Of note, the analysis is only concerned with C, as the total number of AEs represented by the tree is not of interest. In fact, only the relative distribution between the different AEs is relevant. The likelihood can then be expressed as \(L\left(\lambda ,{\varvec{c}}\right)=\prod_{i}{\left(\frac{{n}_{i}{\lambda }_{i}}{{\sum }_{i}{n}_{i}{\lambda }_{i}}\right)}^{{c}_{i}}\) using a multinomial distribution. As a maximum likelihood estimator (MLE) of \({\lambda }_{G}/{\lambda }_{R}\) is \(\frac{{c}_{G}/{n}_{G}}{(C-{c}_{G})/(N-{n}_{G})}\) given G, a likelihood ratio test statistic is \(T= \frac{\underset{G, {\lambda }_{G}>{\lambda }_{R}}{\mathrm{max}}L\left(\lambda , {\varvec{c}}\right)}{\underset{ {\lambda }_{G}={\lambda }_{R}}{\mathrm{max}}L\left(\lambda , {\varvec{c}}\right)}={\left(\frac{N}{C}\right)}^{C}\underset{G}{\mathrm{max}}{\left(\frac{{c}_{G}}{{n}_{G}}\right)}^{{c}_{G}}{\left(\frac{C-{c}_{G}}{N-{n}_{G}}\right)}^{C-{c}_{G}}\) when \(\frac{{c}_{G}}{{n}_{G}}>\frac{C-{c}_{G}}{N-{n}_{G}}\); otherwise, the statistic is 1. The log-likelihood ratio-based test statistic is given by

$$\mathrm{log}T=\underset{G}{\mathrm{max}}\left\{{c}_{G}\mathit{log}\left(\frac{{c}_{G}}{{n}_{G}}\right)+\left(C-{c}_{G}\right)\mathit{log}\left(\frac{C-{c}_{G}}{N-{n}_{G}}\right)\right\}\times I\left(\frac{{c}_{G}}{{n}_{G}}>\frac{C-{c}_{G}}{N-{n}_{G}}\right),$$

where I() is the indicator function26.

Hypothesis testing

To calculate the test statistic T, the likelihood of each possible cut was determined. The cut, which is maximizing the likelihood ratio value, is defined as the most likely cut; the likelihood ratio value is defined as the test statistic T. As the null distribution of the test statistic is unknown, it is produced using the Monte Carlo simulation36. Given the total number of patients with AEs from a certain drug, a large number of random data sets was created under the null hypothesis, and the test statistics for each random data set and the real data were calculated. The obtained test statistics for random datasets were compared to the test statistic for the real data. The P-value was calculated using the equation: rank/(1 + B), where rank is the relative position of the test statistic for the real data among the test statistics for the random data sets and B is the number of Monte Carlo replications.

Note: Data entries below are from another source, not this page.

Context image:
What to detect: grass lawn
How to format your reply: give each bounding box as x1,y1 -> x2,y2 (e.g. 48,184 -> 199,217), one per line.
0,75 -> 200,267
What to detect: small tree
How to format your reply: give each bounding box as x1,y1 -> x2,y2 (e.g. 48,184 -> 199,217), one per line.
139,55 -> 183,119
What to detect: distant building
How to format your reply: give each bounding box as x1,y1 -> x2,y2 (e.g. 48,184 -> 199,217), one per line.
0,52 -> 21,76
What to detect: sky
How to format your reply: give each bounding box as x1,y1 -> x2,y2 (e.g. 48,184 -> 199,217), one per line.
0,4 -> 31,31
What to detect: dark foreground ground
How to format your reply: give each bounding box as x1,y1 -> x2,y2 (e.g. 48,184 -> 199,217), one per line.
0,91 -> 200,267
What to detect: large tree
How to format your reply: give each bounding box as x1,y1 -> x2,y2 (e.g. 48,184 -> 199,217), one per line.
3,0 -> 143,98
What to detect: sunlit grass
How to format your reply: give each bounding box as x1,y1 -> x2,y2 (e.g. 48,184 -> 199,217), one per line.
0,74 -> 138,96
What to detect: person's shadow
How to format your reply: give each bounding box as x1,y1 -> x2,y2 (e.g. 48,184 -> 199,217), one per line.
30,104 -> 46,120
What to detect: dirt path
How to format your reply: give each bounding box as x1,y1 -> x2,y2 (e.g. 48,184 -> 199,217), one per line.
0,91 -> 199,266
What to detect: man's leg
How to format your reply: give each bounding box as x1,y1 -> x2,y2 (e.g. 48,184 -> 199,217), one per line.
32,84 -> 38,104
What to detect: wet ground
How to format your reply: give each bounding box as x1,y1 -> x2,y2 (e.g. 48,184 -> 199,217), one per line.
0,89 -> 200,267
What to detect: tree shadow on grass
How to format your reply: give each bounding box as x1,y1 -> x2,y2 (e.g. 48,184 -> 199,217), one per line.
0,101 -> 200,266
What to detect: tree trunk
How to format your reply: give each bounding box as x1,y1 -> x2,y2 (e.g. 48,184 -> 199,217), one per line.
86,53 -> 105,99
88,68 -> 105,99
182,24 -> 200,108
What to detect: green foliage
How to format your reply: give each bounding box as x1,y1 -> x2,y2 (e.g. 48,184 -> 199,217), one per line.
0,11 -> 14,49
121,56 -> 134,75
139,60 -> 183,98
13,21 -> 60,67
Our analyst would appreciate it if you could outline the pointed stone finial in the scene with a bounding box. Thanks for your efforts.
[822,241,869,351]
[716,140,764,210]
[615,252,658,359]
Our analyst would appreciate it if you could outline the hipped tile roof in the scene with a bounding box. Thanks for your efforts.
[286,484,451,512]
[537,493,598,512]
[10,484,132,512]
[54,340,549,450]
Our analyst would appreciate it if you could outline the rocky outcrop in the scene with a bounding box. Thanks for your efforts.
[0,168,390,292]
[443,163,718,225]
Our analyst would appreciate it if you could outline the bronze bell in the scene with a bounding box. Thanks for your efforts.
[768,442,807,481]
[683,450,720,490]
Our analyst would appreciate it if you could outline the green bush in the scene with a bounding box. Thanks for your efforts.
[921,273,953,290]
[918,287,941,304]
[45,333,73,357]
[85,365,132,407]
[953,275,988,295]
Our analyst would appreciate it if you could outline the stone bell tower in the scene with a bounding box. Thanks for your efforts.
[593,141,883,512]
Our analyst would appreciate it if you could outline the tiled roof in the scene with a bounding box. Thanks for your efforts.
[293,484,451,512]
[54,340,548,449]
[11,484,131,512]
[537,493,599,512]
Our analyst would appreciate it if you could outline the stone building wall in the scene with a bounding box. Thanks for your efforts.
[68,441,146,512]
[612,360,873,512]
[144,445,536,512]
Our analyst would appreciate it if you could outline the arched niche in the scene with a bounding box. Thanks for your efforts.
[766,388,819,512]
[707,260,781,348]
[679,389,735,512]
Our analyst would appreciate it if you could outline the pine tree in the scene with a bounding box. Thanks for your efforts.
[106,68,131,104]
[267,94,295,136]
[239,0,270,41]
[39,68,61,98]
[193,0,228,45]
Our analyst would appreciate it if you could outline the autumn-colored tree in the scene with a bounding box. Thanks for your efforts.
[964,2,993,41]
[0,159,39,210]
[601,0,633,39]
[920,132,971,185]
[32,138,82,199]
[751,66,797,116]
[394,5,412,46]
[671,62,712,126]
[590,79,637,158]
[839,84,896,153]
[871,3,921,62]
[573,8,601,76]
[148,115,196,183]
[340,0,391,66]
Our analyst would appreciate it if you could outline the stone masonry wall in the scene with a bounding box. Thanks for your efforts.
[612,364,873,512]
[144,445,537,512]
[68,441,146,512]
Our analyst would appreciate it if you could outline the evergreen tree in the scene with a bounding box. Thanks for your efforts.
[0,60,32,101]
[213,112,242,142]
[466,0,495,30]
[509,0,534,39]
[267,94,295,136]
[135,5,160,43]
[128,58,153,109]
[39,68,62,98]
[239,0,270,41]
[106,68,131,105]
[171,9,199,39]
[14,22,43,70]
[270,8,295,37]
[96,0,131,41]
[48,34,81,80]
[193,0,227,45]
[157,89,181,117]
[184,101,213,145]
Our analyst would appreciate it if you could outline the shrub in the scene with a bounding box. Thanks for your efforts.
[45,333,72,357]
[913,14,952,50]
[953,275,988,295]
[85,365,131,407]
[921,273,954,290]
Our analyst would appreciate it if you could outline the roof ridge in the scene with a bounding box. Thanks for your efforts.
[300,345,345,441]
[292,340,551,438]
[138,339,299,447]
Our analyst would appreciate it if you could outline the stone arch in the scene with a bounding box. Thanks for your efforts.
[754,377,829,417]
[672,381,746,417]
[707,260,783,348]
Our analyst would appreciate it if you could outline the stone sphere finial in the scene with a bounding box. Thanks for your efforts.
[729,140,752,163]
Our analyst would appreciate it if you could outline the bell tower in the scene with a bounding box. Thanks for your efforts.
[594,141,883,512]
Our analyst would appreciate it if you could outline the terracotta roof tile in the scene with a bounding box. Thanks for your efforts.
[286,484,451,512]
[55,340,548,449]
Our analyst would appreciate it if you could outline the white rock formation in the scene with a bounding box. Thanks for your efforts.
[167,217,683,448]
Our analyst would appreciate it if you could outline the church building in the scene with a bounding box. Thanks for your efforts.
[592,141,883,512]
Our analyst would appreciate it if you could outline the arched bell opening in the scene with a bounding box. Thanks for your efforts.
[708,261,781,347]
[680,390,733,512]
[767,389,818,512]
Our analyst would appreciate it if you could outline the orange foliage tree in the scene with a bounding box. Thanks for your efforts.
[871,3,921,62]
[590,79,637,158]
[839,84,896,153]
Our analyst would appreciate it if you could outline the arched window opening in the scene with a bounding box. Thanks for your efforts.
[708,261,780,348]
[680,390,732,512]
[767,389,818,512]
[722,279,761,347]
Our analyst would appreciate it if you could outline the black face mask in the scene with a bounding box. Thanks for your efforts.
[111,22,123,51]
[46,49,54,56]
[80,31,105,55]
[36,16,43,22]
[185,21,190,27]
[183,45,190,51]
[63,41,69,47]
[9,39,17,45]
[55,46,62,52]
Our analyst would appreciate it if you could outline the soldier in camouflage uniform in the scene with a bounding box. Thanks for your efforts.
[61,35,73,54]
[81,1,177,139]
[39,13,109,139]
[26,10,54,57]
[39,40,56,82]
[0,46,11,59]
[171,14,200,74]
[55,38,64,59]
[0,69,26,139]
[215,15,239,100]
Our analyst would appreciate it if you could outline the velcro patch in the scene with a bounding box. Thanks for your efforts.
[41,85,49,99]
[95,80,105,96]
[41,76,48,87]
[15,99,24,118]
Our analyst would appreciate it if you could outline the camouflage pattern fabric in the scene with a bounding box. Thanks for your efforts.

A tree-based scan statistic for zero-inflated count data

In the presence of excess zero, the Poisson model tends to underestimate the observed dispersion. In this case, the ZIP model can be employed as one of the approaches to resolve the problem as this model is more flexible than the Poisson model. If the number of ith AE with a certain drug \({C}_{i}\) follows the ZIP model, with the probability p of a true zero and the average number of events \({n}_{i}{\lambda }_{i}\), \({C}_{i} \sim \mathrm{ZIP}(p, {n}_{i}{\lambda }_{i})\), the mean and variance can be expressed as \(E({C}_{i}\left|p, {n}_{i}{\lambda }_{i}\right)=(1-p){n}_{i}{\lambda }_{i}\) and \(V({C}_{i}\left|p, {n}_{i}{\lambda }_{i}\right)=(1-p){n}_{i}{\lambda }_{i}(1+p{n}_{i}{\lambda }_{i})\). It can also be expressed as \(V({C}_{i}\left|p, {n}_{i}{\lambda }_{i}\right)=E({C}_{i}\left|p, {n}_{i}{\lambda }_{i}\right)(1+p{n}_{i}{\lambda }_{i})\); thus, \(V({C}_{i}\left|p, {n}_{i}{\lambda }_{i}\right)>E({C}_{i}\left|p, {n}_{i}{\lambda }_{i}\right)\) when p > 0.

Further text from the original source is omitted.